Abstract

Advances in the performance of integrated circuits have long been fuelled by continuing progress in microlithography. For at least thirty years, the minimum feature size of leading edge semiconductor devices have been reduced to 70% of the previous generation every 3 years. In recent years, this extraordinary shrink rate in feature size has accelerated, so that production of 250nm generation microprocessors and DRAMs started in 1997, a year before the 1994 National Technology Roadmap for Semiconductors forecast, and initial production of 180nm generation devices is now forecast for 1999, a full two years before the 1994 roadmap predicted. In this paper, aspects of optical lithography being developed to address the requirements of advanced CMOS device production will be outlined. The extraordinary synergy between the requirements of IC fabrication and the evolution of optical lithographic projection systems will be explored.

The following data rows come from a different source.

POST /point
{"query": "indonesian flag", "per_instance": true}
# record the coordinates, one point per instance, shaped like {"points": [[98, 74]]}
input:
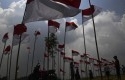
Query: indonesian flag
{"points": [[87, 13], [68, 59], [24, 39], [86, 62], [19, 29], [81, 61], [82, 71], [70, 26], [28, 48], [72, 3], [102, 59], [5, 38], [61, 46], [62, 71], [91, 60], [76, 64], [53, 26], [37, 10], [37, 33], [7, 50], [84, 56], [46, 55], [62, 54], [75, 53]]}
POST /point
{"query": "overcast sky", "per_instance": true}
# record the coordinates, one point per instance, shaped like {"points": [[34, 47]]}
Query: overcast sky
{"points": [[110, 27]]}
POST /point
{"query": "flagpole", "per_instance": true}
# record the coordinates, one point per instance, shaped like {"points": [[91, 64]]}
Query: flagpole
{"points": [[7, 66], [64, 55], [81, 69], [17, 53], [84, 45], [44, 58], [48, 51], [10, 59], [2, 55], [33, 53], [58, 64], [17, 60], [27, 63], [96, 44]]}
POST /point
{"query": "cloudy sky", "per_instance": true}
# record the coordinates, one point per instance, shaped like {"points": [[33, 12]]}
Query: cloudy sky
{"points": [[110, 27]]}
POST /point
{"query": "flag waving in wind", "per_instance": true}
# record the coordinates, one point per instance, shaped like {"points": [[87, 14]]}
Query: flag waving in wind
{"points": [[37, 10], [72, 3], [75, 53], [93, 10], [53, 26], [5, 37], [7, 50], [70, 26]]}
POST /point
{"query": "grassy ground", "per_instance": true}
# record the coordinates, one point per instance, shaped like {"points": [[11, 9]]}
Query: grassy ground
{"points": [[104, 78]]}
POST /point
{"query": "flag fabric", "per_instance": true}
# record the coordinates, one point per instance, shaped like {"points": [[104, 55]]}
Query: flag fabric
{"points": [[70, 26], [62, 71], [61, 46], [68, 59], [62, 54], [72, 3], [81, 61], [84, 56], [86, 13], [24, 39], [53, 26], [75, 53], [37, 10], [82, 71], [5, 38], [46, 55], [37, 33], [76, 64], [7, 50], [19, 29], [28, 47], [86, 62], [91, 60]]}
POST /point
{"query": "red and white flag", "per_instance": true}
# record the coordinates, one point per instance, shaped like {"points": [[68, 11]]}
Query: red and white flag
{"points": [[37, 10], [70, 26], [87, 13], [62, 54], [91, 60], [84, 56], [53, 26], [24, 39], [81, 61], [68, 59], [61, 46], [5, 38], [19, 29], [62, 71], [7, 50], [76, 64], [75, 53], [72, 3], [46, 55], [86, 62], [37, 33]]}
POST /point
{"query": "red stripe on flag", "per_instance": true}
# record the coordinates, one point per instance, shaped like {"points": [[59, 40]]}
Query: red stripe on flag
{"points": [[72, 3]]}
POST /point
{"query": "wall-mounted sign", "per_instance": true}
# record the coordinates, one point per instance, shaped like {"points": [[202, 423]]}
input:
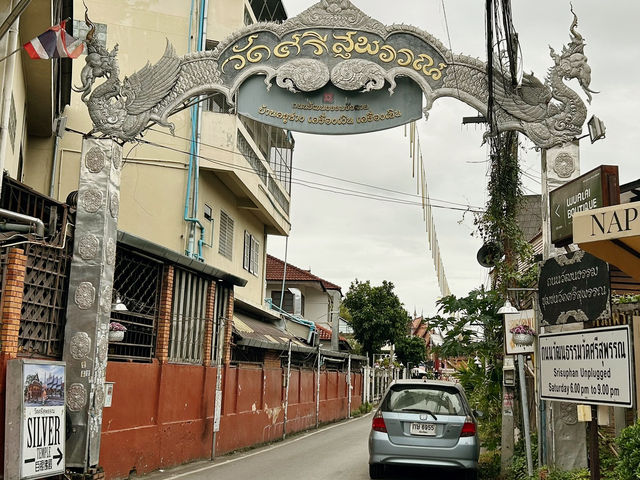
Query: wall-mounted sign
{"points": [[574, 288], [329, 110], [512, 320], [595, 189], [591, 366], [35, 419], [616, 222]]}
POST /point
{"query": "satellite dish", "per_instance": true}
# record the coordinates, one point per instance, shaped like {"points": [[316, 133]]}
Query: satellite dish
{"points": [[489, 254]]}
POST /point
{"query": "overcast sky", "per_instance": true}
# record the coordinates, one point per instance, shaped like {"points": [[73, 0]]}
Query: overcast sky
{"points": [[341, 238]]}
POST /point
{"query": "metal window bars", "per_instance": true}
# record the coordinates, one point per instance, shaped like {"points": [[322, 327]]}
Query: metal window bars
{"points": [[136, 286]]}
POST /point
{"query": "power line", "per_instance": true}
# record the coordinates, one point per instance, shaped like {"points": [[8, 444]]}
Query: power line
{"points": [[313, 185], [332, 177]]}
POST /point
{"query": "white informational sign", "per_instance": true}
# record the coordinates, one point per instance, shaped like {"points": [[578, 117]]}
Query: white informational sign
{"points": [[512, 320], [43, 420], [592, 366]]}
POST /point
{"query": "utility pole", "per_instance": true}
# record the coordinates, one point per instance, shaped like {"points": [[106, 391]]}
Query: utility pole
{"points": [[286, 394], [318, 387]]}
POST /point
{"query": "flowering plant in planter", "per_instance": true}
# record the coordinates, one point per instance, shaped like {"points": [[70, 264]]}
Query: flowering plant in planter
{"points": [[522, 330], [117, 327]]}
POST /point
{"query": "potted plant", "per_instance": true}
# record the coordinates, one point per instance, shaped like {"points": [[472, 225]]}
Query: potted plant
{"points": [[116, 331], [522, 334]]}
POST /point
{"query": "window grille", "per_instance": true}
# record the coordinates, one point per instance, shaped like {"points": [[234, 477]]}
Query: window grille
{"points": [[219, 318], [251, 257], [136, 285], [251, 157], [188, 317], [226, 236], [45, 300]]}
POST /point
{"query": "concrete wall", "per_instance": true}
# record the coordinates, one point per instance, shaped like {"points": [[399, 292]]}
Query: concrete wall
{"points": [[170, 422]]}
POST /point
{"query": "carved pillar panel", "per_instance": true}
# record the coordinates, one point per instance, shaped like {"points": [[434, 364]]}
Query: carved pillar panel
{"points": [[89, 305]]}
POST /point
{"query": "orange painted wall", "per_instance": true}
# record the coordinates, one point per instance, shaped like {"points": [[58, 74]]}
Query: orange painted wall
{"points": [[162, 415]]}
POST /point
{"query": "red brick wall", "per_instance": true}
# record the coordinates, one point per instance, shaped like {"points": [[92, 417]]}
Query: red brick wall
{"points": [[164, 315], [10, 313], [162, 414]]}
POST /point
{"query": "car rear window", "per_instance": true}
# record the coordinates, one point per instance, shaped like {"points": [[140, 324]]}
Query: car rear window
{"points": [[435, 399]]}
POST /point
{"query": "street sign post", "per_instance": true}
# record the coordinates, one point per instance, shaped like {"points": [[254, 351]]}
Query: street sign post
{"points": [[591, 366], [595, 189], [35, 419]]}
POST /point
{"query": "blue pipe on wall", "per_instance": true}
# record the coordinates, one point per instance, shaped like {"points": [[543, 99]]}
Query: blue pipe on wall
{"points": [[193, 174]]}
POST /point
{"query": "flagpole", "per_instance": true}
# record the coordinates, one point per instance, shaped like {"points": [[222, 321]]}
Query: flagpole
{"points": [[12, 53]]}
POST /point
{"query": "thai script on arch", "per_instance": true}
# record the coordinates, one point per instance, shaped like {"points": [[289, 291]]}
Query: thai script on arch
{"points": [[339, 46], [596, 350], [574, 295], [583, 274]]}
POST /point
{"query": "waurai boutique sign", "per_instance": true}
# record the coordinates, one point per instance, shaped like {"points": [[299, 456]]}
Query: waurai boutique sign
{"points": [[329, 110], [574, 288], [591, 366]]}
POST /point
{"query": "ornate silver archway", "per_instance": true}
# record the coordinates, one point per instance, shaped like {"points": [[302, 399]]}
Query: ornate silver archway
{"points": [[333, 41]]}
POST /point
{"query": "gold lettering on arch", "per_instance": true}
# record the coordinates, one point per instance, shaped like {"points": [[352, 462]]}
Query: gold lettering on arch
{"points": [[253, 54], [343, 47]]}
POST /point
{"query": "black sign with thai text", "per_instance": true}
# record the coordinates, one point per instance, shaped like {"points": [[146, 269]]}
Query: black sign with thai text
{"points": [[574, 288]]}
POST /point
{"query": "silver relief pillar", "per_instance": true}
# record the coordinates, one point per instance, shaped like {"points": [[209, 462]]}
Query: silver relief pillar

The 180nm and 150nm device generations will use 248nm lithography on high NA, KrF excimer laser steppers and scanners and DUV chemically amplified resists. It is likely that the 130 and 100nm generations will be supported by 193nm lithography using ArF scanning tools and VDUV CA resists. A further extension of optical lithography, to 157nm, using the F2 excimer laser as a source, is possible to address production at 100 and 70nm. Beyond the 70nm generation node, conventional optical lithography will become difficult, if not impossible, to use to fabricate the most critical masking layers and other, post-optical, lithography technologies may start to find their niches in IC manufacturing.